BLACK VOICES
09/13/2013 03:21 pm ET

Robin Givhan Reddit AMA: Journalist Fields Questions On Diversity, Fashion Week & Clueless Dressers

Helayne Seidman

Robin Givhan is arguably the best fashion journalist in the world, and she's got the Pulizer Prize to prove it. So we were thrilled to find out the Washington Post and The Cut contributor was teaming up with Reddit for one of the site's "Ask Me Anything" chats.

With that simple call to action and New York Fashion Week officially over, Givhan fielded a string of questions Friday morning, including several on the hot topic of fashion's diversity issue. Other inquires ranged from what her favorite show has been thus far, to what fashion advice she can offer a single 30-year-old male with an apparent hygiene problem.

Check out some highlights from Givhan's "Ask Me Anything" chat below...


It seems as though every couple of years, the topic of diversity on the runway comes up again, with little change. Do you think we'll ever see a significant change towards more diversity? What do you think it will take for this change to take hold? (via Sdiek)

I think that the change won't really take hold until the culture's perception of fashion changes so that we think about fashion as something that has more of an impact on our lives than just what we put in our closets. I think for most people it's hard to get riled up about which 18 year old girls get to walk down a runway, but if we think about the broader impact of fashion, and how it makes us value different kinds of people, we are more likely to be concerned and think about the runway as an important place.


Hi Robin, Prominent people of color are few and far between in the fashion industry in general - not just on the runway. As a Black woman, did you face any discrimination on your way to become a leading critic in the industry? Did you feel like you had to break down glass ceilings and challenge any stereotypes? (via Missymusing)
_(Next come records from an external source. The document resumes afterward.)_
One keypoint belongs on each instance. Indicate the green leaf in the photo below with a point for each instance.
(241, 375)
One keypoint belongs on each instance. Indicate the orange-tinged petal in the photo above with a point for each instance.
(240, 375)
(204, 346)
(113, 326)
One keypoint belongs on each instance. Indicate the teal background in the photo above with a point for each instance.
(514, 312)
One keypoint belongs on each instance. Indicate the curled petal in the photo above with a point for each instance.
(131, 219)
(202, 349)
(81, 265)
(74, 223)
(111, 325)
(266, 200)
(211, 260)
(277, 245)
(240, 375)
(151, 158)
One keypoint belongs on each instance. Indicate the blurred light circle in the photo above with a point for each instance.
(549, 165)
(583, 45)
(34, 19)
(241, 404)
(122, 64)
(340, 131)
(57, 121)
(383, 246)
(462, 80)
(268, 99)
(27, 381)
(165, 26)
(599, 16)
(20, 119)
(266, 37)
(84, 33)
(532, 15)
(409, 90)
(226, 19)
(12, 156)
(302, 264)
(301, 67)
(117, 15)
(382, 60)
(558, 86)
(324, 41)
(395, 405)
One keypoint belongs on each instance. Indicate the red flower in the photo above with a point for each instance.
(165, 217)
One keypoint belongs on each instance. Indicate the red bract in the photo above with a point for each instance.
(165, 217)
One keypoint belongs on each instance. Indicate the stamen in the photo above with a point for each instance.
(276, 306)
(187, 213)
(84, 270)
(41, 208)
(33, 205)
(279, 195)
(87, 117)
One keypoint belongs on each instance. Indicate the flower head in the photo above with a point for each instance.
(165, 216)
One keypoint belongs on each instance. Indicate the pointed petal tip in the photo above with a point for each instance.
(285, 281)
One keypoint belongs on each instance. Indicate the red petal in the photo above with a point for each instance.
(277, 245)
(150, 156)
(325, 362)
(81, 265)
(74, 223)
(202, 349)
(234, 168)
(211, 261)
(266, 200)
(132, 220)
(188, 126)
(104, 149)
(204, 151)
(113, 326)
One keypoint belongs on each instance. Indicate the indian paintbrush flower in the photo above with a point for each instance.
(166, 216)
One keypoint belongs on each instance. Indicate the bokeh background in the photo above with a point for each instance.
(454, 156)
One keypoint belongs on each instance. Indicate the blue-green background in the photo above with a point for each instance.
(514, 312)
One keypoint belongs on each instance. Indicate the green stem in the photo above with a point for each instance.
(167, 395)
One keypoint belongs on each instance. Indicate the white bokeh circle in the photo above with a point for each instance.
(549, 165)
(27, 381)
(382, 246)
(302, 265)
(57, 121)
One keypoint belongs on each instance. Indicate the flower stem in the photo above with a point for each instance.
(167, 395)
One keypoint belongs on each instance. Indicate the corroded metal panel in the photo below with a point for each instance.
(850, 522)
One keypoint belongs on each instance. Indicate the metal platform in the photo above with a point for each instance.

The metaphor of breaking glass ceilings seems far too dramatic for anything that I've ever dealt with. I would say there have been moments of subtle -- I'm not sure discrimination is even the word -- I'd say subtle surprise when I've shown up to interview someone or for an event. But that happens far less now. There have been times when, because I'm the only black woman in the room, people will ask my opinion on some race-related topic. And i fear they will then take my answer and extrapolate seem vast generalization about how all black women feel. And that is so far from reality that ....well, I don't even have the words. I'm one person with opinions. And while there is common ground, my opinions may well be very different from those of someone who grew up, say in the South rather than in the midwest. Or someone who came from far more meager circumstances than I did. The biggest stereotype to me seems to be that black people all think the same.

Will you do an analysis of diversity at #LFW [London Fashion Week]? (via Contentnet)

I'm not going to be in London, but I will be in Paris. And based on the letters that Bethann Hardison sent out, the Paris shows last season were especially homogenous. So while I won't be keeping count, I will be taking note.

I'm curious why Asian models were not included in the balance diversity campaign? (via davidb820)

my understanding from conversations with the founder of the campaign is that the lack of black models is her primary concern because they have the least representation. at the moment, Asian models are getting a fair degree of representation, in part because the industry recognizes the growing economic clout of the Asian market. but diversity is diversity and it would behoove designers to be aware that if they want to sell in a global marketplace, they should let their runway and advertising reflect that.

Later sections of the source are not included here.